Phase 2. Carbon-rich (bituminous) silty mudstone with thin, irregular laminae of siltstone and sandstone. These beds are characterized by Gypsum pseudomorphs and stromatolite (blue-green algae) forming sheets, mounds or orange-weathering limestone within the rock. These are signs that as the lake became shallower, bottom currents began to stir up the lake floor, and the influx of sediment increased.
Phase 3. The overlying beds in the cycle are lithologically similar to those of Phase 2, but are characterized by the presence of abundant sand-filled polygonal mudcracks. At this stage, the lake was so shallow that its bottom was periodically exposed as an extensive mudflat.
Phase 4. The uppermost beds in the cycle are usually ripple-laminated, fine-grained sandstones and siltstones with desiccation cracks. The sands were deposited by wide rivers flowing into a shallow lake and then reworked in a sand-flat environment, which occasionally dried out to form a desert floor.

Sequence Stratigraphy
All four phases may not be represented in any one cycle, since fluctuating lake levels sometimes repeated particular stages. However, careful study of the rocks can distinguish these and enable geologists to correlate cycles over considerable distances.
Likewise the sequence of phases varies between positions within the basin ie lake margin or lake centre as in the diagram below.

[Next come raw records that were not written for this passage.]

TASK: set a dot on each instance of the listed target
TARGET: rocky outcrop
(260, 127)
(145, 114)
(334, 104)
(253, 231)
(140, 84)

This cyclicity of lake deposition continued for much of the Middle Devonian until Upper Middle Devonian and Upper Devonian times when the Lake Orcadie waters retreated so far that it was broken up into many small separate lakes in a predominantly desert landscape. This dry period is characterised by sandstone deposits derived from the large braided river channel deposits which continued to flow from the Western Mountains and the sand dunes which migrated across the desert plains. Two intervals on increased rainfall during this period saw the advance of the lake once again covering over the desert floor but these advances were short-lived and perhaps did not cover the same area as the original Lake Orcadie.
The Caithness Cycles
Donovan (1980), and others afterwards, proposed a similar scheme for the same cycles as found in Caithness. Obviously the same divisions are recognised and are only described in slightly different terms.